La detenzione illegale di più armi, in un unico contesto temporale e locale, integra un singolo reato e il numero delle armi può rilevare ai fini della determinazione della pena. (In motivazione, la Corte ha affermato che, diversamente, la detenzione delle armi in territori differenti configura più condotte di reato, in quanto il controllo sulla disponibilità delle stesse spetta alle diverse articolazioni dell'autorità di pubblica sicurezza, in relazione al territorio di competenza).

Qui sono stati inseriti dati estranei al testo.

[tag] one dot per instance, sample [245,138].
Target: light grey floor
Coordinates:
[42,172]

Commento: la massima esprime due coordinate. Da un lato, tutela l’imputato dal rischio di una moltiplicazione irragionevole dei titoli di reato quando la condotta è sostanzialmente unitaria; dall’altro, valorizza il numero di armi come circostanza aggravante in concreto, permettendo al giudice di calibrare la pena sulla pericolosità effettiva. In questo modo si bilancia l’esigenza di certezza con quella di proporzionalità, cardini dell’art. 27 Cost. e dell’art. 49 della Carta di Nizza.
Per il difensore, la sentenza offre un utile riferimento in sede di strategia processuale: dimostrare l’unicità spazio-temporale può ridurre drasticamente l’esposizione sanzionatoria. Dal lato dell’accusa, invece, sarà decisivo individuare eventuali domicili diversi dell’indagato per sostenere la pluralità di reati. Le forze di polizia dovranno documentare accuratamente il luogo di rinvenimento, mentre il giudice valuterà, ai sensi dell’art. 133 c.p., quantità, qualità e potenziale offensivo delle armi.
La Cassazione n. 13303/2025 consolida un orientamento volto a evitare duplicazioni punitive, senza però attenuare la gravità intrinseca della detenzione illecita di armi. Il professionista legale dovrà pertanto giocare su due tavoli: da un lato accertare l’unitarietà della condotta per contenere il perimetro dell’imputazione, dall’altro preparare argomentazioni sulla proporzionalità della pena, valorizzando circostanze attenuanti reali. Un equilibrio non semplice, ma imprescindibile alla luce dei principi costituzionali di legalità e colpevolezza.